Where to go for curtains or drapes
Ask your local tailor if he or she can make drapery if you bring the fabric and provide the measurements. Many tailors can do the job if it’s simply hemming the fabric. If you’re looking for something more complicated, like pleated drapes or a valance, try a seamstress in your area who specializes in window treatments. Be sure to have a conversation with your pro before you buy the fabric so you’re both on the same page.
There are also online-based companies, that let you send in fabrics. They’ll send someone to measure your windows, make the drapes, and install them for you. Some can also make shades.
Where to go for shades
Many upholsterers can make Roman shades for windows. Look for one in your area who might be up for the job. You can also call seamstresses who specialize in window treatments to ask if they also make shades.
How to measure
Step 1: Measure for length, from the top of your window frame to wherever you want the panels to fall. They can go down to the floor if you want them to skim the ground with no puddling on the bottom (which makes them easier to clean), or down to the floor plus a few additional cm if you prefer a puddled look.

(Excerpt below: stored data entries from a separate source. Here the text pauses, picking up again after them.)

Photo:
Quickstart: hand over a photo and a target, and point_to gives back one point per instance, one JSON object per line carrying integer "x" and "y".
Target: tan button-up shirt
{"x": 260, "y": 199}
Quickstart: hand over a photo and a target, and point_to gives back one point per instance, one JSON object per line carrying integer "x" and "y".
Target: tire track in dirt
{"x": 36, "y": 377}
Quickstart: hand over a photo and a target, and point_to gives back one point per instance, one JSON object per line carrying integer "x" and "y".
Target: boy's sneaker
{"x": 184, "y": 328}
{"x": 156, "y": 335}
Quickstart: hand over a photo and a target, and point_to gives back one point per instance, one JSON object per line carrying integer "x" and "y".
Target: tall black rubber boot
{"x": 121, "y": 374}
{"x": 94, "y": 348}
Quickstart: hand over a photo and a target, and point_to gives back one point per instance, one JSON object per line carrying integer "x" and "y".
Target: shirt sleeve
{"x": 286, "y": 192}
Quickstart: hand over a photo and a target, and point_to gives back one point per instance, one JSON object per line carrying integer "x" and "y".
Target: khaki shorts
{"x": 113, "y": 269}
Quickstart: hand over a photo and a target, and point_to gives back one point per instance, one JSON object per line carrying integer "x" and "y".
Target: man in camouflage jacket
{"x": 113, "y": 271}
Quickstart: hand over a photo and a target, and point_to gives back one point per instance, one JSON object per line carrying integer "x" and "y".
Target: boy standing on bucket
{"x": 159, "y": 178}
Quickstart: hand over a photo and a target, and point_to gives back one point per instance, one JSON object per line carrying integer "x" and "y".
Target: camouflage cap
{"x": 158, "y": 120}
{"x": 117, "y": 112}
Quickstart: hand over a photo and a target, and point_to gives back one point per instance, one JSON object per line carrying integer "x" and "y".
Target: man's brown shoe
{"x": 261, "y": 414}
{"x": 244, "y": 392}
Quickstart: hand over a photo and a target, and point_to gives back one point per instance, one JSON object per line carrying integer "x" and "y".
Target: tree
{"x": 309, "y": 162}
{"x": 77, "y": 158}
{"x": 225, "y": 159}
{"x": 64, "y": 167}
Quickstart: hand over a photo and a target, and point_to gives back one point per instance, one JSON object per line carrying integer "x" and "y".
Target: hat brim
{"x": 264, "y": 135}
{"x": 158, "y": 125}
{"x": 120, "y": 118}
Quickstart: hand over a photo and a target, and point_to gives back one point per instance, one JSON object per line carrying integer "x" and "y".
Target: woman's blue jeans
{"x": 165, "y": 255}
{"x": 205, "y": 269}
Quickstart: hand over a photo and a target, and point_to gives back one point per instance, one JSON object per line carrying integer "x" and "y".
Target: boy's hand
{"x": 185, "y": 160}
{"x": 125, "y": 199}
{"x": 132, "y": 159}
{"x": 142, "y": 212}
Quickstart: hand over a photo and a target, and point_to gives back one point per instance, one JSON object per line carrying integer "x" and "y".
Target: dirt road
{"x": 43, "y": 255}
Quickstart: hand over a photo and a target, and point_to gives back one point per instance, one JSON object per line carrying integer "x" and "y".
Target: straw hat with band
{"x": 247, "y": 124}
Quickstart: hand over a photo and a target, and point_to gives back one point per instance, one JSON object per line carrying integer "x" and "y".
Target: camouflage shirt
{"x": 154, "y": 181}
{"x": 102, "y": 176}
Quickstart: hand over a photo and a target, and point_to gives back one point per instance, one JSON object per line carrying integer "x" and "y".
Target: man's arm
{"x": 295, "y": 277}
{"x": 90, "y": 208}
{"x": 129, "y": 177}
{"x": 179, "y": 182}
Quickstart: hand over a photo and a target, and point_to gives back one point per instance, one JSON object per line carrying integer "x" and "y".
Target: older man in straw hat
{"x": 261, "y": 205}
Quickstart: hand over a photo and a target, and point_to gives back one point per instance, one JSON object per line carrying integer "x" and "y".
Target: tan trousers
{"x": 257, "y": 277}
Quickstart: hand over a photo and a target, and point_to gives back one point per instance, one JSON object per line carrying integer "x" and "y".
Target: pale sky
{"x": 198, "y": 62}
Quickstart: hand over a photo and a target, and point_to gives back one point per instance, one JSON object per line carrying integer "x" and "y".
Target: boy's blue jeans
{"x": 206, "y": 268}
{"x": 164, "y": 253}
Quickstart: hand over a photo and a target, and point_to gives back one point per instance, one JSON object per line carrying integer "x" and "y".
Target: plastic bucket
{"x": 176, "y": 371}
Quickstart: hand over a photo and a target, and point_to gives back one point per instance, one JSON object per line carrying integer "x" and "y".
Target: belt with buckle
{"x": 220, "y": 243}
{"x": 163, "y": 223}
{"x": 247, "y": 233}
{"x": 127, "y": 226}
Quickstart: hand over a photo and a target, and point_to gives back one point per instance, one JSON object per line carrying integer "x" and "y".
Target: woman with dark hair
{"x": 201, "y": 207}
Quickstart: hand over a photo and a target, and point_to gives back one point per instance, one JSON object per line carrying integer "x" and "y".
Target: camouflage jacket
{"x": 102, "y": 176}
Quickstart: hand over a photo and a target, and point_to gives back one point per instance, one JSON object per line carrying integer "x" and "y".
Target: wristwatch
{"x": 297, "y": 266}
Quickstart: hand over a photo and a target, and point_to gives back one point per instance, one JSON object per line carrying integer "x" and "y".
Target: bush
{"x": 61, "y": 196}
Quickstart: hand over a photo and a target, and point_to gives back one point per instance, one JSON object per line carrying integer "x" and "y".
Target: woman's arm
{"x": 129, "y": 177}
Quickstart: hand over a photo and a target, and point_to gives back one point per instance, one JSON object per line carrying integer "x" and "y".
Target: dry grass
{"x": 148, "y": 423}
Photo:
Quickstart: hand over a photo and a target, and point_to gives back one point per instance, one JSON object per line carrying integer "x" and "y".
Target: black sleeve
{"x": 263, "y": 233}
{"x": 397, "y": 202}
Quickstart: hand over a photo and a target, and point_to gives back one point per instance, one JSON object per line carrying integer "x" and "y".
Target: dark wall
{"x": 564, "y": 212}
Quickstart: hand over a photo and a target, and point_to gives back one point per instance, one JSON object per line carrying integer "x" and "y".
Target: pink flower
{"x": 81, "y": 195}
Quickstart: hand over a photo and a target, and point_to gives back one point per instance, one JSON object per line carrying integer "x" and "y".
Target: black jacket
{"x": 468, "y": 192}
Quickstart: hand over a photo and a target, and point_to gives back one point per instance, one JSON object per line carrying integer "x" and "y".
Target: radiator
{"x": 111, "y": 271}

Step 2: Decide where you want to put the curtain rod. It’s typically placed midway between the ceiling and the window frame, but you can also mount it closer to the window frame or closer to the ceiling, depending on your wall space. To draw the eye upward so the ceiling appears higher, place the rod where the wall meets the ceiling. Count how many cm above the window frame the rod will be, and add that to your length measurement from Step 1.
Step 3: Decide how you want to hang the curtains on the rod—options include clip rings, which clip onto the top of the fabric; a pocket rod, which is a pocket sewn into the top of the fabric so you can place the rod right through it; grommets, which are metal rings that you place over holes made along the top of the fabric; or sewn-in rings, which are sewn into the fabric. When you know which one you’ll use, you’ll know if you need more or less fabric to make it work. Fabric on a clip ring or a sewn-in ring, for example, will hang about an 2,5 cm lower to the ground than fabric hung with grommets, so adjust your measurement from Step 2 accordingly.
Step 4: Measure the width of your window from one edge of the frame to the other. If you’re using a tension rod, which you will set inside the window frame, measure inside the frame from one end to the other.
Step 5: Add an extra 6-6,5 cm to each side to account for hemming. The result is the amount of fabric you’ll need.
Buy your fabric
Choose a fabric you like. Try bold prints for Roman shades, which have a flat surface, so it’s easier to see the full pattern. Smaller prints are easier to appreciate on drapes.
Add a liner
Drapery fabric is typically thin, so it will look nicer hanging on the window if you make it more substantial with a liner—and it’ll give you more privacy. Liners are generally inexpensive, so you can buy it yourself or ask your seamstress. Some have suppliers for liner fabric, and they might include the liner in the price of the job.
10 Easy DIY Window Treatment Ideas
Give your window treatments a custom look with these easy DIY ideas.
Use your basic painting skills to add a vintage feel to plain white linen curtains.
You don’t have to be a master seamstress to make these ombre ruffled curtains. With basic sewing skills and an iron, you can get a designer look.
Add an unexpected aspect to your window treatments by using vintage door knobs as tiebacks. This cost-effective idea will be the focal point of the room.
With just a few supplies, you can give your valance a custom look with a stenciled monogram.
To make this sporty window treatment, simply tie pennants made from felt for a fun addition to a kid’s room. No sewing required!
Add some sparkle to a room with gold chain curtain tiebacks. Spray a heavy weight chain in your color of choice to add visual appeal to your windows.
Transform ordinary draperies into the exact look you want with stencils and spray paint.
Turn your window treatments into a fashion statement by using an old leather belt to tie back your curtains. Use solid belts or mix and match patterns for an eclectic look.
If you can tie a knot, then these flowy cafe curtains will be a breeze to make. This project only requires chiffon fabric, a curtain rod and scissors.
You probably have several old neck ties lying around. Repurpose them as curtain tiebacks to add a masculine look to any room.